The report, attempts to compare the impact of the proposed plan over the next 25 years with a baseline of moderate growth in European Union research funding and with a "do-nothing" approach.
A key part of FP7 is the European Commission's proposal to double the level of spending to an average of 9.6 billion euros (about $12.3 billion) per year or 67 billion euros (about $86 billion) over the duration of the program. The doubling is cited as necessary to help the European Union fulfill its strategy "to become the most competitive and dynamic knowledge-based economy in the world," the so-called Lisbon strategy.
The European Union's framework includes broad programs covering everything from life sciences and materials to software and societal aspects of technology adoption. The frameworks have generally included information technology and electronics as major elements.

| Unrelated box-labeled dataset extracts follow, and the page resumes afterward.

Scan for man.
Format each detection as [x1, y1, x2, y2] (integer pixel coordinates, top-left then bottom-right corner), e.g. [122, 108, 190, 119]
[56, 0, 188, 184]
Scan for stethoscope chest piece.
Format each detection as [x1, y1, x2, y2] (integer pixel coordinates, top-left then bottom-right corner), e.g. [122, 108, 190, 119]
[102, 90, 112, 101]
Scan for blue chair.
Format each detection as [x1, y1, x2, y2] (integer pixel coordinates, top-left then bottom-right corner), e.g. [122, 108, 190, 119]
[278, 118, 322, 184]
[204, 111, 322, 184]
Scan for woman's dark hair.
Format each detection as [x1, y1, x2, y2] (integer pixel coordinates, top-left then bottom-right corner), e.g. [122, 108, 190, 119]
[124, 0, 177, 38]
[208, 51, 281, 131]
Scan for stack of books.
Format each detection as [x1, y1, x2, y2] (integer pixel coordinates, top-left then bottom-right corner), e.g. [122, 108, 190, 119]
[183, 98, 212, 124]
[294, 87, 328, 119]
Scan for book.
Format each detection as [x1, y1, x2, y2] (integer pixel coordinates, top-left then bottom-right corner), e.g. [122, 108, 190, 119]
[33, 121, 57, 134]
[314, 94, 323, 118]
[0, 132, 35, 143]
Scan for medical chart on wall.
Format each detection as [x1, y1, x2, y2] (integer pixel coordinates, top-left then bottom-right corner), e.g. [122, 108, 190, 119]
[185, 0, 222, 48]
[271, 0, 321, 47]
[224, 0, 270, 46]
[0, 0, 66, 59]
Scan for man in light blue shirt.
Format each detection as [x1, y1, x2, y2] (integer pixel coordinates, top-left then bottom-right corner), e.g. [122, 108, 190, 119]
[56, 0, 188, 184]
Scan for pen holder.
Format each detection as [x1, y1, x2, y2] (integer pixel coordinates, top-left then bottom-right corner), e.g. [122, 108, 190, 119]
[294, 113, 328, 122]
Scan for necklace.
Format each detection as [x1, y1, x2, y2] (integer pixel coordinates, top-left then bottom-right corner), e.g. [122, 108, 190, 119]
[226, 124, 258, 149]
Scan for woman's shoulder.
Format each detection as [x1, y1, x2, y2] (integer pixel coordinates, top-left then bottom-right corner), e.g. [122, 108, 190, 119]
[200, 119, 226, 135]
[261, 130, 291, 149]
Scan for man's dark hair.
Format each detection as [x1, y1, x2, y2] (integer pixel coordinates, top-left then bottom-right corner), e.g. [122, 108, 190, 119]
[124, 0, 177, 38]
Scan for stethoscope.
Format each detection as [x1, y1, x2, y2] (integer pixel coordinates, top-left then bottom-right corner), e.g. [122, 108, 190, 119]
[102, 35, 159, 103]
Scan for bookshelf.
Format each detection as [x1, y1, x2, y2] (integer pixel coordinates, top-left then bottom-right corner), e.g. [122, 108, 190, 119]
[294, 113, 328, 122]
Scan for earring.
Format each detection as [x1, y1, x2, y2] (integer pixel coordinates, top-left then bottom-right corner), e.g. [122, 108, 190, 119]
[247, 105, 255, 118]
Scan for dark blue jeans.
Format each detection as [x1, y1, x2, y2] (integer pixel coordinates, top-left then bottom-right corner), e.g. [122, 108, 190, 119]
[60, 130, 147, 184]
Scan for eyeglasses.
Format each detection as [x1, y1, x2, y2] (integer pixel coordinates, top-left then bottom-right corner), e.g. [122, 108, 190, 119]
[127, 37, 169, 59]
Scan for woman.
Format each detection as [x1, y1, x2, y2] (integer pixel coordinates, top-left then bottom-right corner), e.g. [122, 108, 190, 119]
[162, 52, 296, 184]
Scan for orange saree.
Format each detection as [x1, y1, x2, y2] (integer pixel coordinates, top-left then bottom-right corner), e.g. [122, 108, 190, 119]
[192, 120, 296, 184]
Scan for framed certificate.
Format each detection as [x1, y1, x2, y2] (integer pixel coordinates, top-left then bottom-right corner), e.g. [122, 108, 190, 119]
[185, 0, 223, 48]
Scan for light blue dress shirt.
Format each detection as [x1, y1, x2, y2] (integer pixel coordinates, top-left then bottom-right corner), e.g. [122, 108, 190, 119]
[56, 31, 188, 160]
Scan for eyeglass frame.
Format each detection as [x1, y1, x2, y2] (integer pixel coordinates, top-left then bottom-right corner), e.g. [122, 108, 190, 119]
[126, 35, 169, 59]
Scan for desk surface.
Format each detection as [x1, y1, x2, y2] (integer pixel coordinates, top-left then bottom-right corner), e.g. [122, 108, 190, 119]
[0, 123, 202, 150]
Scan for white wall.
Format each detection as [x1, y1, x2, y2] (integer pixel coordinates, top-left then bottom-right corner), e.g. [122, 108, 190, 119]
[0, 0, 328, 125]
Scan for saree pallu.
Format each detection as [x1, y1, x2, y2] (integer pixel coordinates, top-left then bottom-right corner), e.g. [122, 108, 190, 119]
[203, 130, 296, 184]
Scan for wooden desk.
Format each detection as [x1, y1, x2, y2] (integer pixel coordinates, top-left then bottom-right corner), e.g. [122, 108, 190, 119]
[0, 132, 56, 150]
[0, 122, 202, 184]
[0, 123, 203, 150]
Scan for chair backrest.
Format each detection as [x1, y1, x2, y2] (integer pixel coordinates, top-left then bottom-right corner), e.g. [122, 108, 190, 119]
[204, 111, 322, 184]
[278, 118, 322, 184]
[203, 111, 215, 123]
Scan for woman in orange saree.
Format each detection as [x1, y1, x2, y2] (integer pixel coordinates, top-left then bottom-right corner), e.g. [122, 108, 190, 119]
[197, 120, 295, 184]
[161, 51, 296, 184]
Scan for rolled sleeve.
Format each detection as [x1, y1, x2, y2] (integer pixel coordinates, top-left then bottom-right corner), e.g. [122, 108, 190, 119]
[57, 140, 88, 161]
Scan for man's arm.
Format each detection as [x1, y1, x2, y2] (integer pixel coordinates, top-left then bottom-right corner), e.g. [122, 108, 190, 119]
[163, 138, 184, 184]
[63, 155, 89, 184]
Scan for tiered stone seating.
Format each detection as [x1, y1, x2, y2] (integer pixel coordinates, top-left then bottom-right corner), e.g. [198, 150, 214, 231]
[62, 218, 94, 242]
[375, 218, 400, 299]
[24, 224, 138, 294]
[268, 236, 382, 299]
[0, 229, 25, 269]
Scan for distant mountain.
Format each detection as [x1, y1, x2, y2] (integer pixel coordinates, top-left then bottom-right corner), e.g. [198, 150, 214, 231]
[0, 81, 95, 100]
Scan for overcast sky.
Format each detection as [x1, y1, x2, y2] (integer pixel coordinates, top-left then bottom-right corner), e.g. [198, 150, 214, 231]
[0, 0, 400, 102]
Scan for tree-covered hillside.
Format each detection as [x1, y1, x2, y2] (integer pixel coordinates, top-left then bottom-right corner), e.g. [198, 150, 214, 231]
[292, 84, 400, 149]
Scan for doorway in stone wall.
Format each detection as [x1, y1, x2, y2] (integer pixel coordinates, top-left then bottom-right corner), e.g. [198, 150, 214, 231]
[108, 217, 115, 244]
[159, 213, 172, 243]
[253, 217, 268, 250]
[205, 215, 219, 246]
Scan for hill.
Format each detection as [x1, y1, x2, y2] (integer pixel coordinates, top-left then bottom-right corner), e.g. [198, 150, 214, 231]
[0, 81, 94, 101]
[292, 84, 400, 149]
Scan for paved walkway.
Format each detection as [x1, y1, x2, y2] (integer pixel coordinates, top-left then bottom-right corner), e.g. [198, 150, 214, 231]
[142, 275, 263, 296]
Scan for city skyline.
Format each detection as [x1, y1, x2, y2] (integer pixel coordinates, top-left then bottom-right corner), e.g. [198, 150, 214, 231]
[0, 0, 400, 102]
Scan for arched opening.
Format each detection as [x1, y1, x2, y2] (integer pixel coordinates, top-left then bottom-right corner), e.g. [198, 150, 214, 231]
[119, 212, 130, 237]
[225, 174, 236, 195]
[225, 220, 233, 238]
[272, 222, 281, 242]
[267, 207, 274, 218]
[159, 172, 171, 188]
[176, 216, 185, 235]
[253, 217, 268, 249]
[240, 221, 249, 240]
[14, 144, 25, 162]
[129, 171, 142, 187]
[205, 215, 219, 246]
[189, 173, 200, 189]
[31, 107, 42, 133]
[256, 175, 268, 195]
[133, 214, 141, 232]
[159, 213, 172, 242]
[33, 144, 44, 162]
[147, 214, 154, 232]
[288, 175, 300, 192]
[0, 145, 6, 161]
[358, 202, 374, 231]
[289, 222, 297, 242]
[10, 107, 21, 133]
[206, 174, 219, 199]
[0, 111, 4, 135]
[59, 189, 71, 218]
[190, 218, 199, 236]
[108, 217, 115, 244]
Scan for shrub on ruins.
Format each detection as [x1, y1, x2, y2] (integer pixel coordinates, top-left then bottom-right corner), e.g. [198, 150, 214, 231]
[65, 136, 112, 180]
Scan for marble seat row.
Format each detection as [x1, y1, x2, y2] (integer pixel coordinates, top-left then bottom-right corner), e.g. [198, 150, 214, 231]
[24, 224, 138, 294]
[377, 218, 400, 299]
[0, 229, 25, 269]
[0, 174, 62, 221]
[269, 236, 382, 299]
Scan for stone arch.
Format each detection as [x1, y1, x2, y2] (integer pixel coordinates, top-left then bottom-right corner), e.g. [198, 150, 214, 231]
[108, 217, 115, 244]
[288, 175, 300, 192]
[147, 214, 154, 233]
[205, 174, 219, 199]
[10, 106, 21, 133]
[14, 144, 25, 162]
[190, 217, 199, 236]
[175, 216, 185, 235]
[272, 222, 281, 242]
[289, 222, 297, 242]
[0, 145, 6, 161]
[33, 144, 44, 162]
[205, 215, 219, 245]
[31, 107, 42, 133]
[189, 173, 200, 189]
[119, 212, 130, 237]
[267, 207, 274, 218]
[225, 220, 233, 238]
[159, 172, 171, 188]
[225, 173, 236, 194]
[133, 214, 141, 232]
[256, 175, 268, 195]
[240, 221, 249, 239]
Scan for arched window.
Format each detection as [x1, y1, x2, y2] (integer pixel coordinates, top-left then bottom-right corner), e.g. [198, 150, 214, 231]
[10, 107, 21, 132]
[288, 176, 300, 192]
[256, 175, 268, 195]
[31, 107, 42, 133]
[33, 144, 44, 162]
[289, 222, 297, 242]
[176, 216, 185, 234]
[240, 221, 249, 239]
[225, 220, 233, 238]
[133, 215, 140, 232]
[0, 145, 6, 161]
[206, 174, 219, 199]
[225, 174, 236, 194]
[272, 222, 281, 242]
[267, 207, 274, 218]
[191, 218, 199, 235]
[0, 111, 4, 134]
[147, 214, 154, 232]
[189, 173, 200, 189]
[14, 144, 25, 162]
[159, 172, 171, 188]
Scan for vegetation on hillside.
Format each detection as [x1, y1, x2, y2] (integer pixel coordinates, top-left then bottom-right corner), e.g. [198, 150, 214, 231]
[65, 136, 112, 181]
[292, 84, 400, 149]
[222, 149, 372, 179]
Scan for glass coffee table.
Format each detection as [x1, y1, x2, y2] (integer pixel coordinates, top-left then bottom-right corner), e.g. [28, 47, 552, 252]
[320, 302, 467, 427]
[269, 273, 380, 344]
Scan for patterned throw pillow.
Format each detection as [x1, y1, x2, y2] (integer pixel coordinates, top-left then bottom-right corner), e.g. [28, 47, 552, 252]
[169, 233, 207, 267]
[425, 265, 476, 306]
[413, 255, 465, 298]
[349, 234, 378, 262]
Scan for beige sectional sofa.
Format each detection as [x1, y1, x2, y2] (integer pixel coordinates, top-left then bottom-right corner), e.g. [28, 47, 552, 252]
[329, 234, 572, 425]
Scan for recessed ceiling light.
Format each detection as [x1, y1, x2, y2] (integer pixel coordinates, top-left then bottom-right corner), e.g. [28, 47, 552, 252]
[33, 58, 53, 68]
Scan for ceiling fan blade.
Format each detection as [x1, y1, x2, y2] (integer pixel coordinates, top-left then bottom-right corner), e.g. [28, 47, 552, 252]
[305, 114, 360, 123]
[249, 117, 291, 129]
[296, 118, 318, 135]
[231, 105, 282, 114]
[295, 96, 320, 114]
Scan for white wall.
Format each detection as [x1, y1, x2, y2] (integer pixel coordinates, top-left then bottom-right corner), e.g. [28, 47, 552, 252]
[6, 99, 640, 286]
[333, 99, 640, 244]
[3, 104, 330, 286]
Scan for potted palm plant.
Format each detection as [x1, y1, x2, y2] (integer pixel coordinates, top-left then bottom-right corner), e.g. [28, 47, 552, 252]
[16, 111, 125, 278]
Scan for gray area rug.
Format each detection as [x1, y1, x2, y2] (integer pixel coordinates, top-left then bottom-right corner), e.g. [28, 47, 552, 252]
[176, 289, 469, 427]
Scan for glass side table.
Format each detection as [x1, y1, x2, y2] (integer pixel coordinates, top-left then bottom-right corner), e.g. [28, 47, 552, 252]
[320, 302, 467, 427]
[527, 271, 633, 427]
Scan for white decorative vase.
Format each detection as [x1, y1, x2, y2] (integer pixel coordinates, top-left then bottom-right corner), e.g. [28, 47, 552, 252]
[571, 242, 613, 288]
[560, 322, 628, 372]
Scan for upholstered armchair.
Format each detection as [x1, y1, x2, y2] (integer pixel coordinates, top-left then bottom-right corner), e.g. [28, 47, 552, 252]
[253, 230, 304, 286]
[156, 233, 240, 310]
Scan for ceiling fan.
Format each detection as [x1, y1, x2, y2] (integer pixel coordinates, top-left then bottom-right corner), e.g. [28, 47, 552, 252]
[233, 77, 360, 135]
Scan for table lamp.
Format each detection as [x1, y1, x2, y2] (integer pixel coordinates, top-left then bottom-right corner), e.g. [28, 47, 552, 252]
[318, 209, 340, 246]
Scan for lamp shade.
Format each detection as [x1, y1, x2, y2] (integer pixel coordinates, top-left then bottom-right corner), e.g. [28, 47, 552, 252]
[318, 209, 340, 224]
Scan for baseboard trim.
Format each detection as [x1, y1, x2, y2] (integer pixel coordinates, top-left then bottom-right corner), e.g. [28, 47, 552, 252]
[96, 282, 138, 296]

FP7 is expected to include nano-materials and production technologies as one of its major themes, in addition to an enlarged "information society" theme.
The report's premise that nearly 1 million jobs would be created by 2030 is based on estimates of research benefits and the results of the research on the continent's gross domestic product, the European Commission said.
The proposed doubling will create an estimated 925,000 extra jobs in Europe by 2030, of which up to 215,000 will be research positions, the report said.
Depending on funding levels after FP7, the impact assessment also claims that doubling the EU research budget could increase Europe's GDP by up to 1 percent over the same period.
The impact assessment looked at three policy options in particular: a "do-nothing" scenario of ending European Union support for R&D, a "business-as-usual" approach of continuing FP6 in its current form and the proposed FP7 option.
The relative merits of each option were analyzed in the context of globalization, the need for increased growth, competitiveness and jobs, environmental and social concerns and weaknesses in the European research system.
The report suggested that a "do-nothing" approach would mean a GDP drop of 0.84 percent and the loss of about 800,000 jobs, including 87,000 research-related jobs compared with the "business-as-usual" approach.
A "business-as-usual" approach continuing research funding at current levels, with no change in focus represents an inadequate response to new challenges facing Europe and to the renewed emphasis placed on the Lisbon agenda, the report said. Furthermore, the expanding European Union, which now has 25 member states, means that maintaining the status quo would result in a fragmented research effort.